Strolling along the Bois de Boulogne...

FRANCE | Thursday, 11 June 2009 | Views [921] | Comments [1]

SPRING sprang in Paris and then sprang right away again; we’ve experienced the first prolonged period of persistent pluie since arriving four and a half months ago and although the rain has stopped it’s left behind cloudy blue skies and a cold wind.

Before the rain set in, I took a trip out to the Bois de Boulogne for a stroll. Imagine that Paris itself had decided to have a picnic; well, this is where it threw a great green rug, spreading it right across the western reaches of the peripherique where the Seine turns almost back on itself and heads north.

All the guidebooks warn that the park is seedy – this is where the infamous Catherine M went to shag strings of strangers in her car – and dangerous at night so I took the coward’s way out and went over a lunchtime.

The Bois extends over more than 2000 acres so a return visit will be needed to get a full idea of what it’s like but I did manage a slow turn around the boating lake and back, with a cafe crème thrown in at the little Cafe d’Acacia hut on the eastern edge.
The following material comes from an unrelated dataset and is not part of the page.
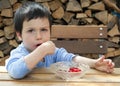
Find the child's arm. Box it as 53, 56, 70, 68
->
72, 55, 114, 73
5, 41, 56, 79
24, 41, 56, 70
To be honest, it’s full of ducks and joggers. At least at lunchtime. And really, it’s basically just a park – albeit one from which you can see the Eiffel Tower.

Perhaps there’s more further in – and it’s said to be a favourite playground of Parisians on Sunday afternoon – but it’s really just ... a park. Does the fact that it’s in Paris make it any more than that?

Central Park is New York’s great green lung but it does have the added attraction of being lined with skyscrapers. This, on the other hand, could have been Victoria Park in my alma mater of Tower Hamlets, East London. And would I advise a tourist to go there? Well, certainly if you go there and breathe deeply of the fresh-ish air you could well be sucking in a bit of my dad as I spread his ashes there a couple of years ago ... oh, please yourself, missus.

Ditto Centennial Park; though that has the advantage of being full of birdlife that tourists from the northern hemisphere would only ever see in cage or on docos.

On the other hand, perhaps only in Paris would a bloke get up from his table at the cafe and call to his dog thus: “Come on, we’re going ... Matisse? Matisse!”

Matisse? Naturellement.

  • ON the way back to the Porte Dauphine Metro, revelling in what had become a beautiful sunny day, a chap on a bicycle swept past me and then turned angrily and hissed: “Fifi - depeche toi!”

Now, even my French extends to understanding this and I looked round expecting a young daughter or downtrodden wife to be labouring up the slight incline. Instead, tongue hanging out and almost dragging on the ground, was one of those hairy little sausage dogs, its stumpy legs going ten to the dozen as it tried to keep up.

And I swear to you that the poor thing looked up at me with big doey eyes as it struggled past, as if to say ‘Have you clocked this? He’s on a BIKE, for fuck’s sake. I’ll give him ‘dépêche toi’ - I’m going to shit in his slippers tonight, you see if I don’t’.

  • AND, finally, sticking to the dog motif, check out the pictures accompanying this instalment. In particular the red sign that we spotted on a motorbike in the 19th a few weeks ago. It translates as: ‘Stop! This motorbike is not a urinal for dogs. Thank you.’

Comments

1

Parisians love taking their dogs wherever they go, i have been here four days and they were there at the airport when i arrived, in the grocery shop whene i bought food, in the newspaper shop, all over the streets ... but 90% of them are toy dogs, accessories to the Parisian, not pets as such.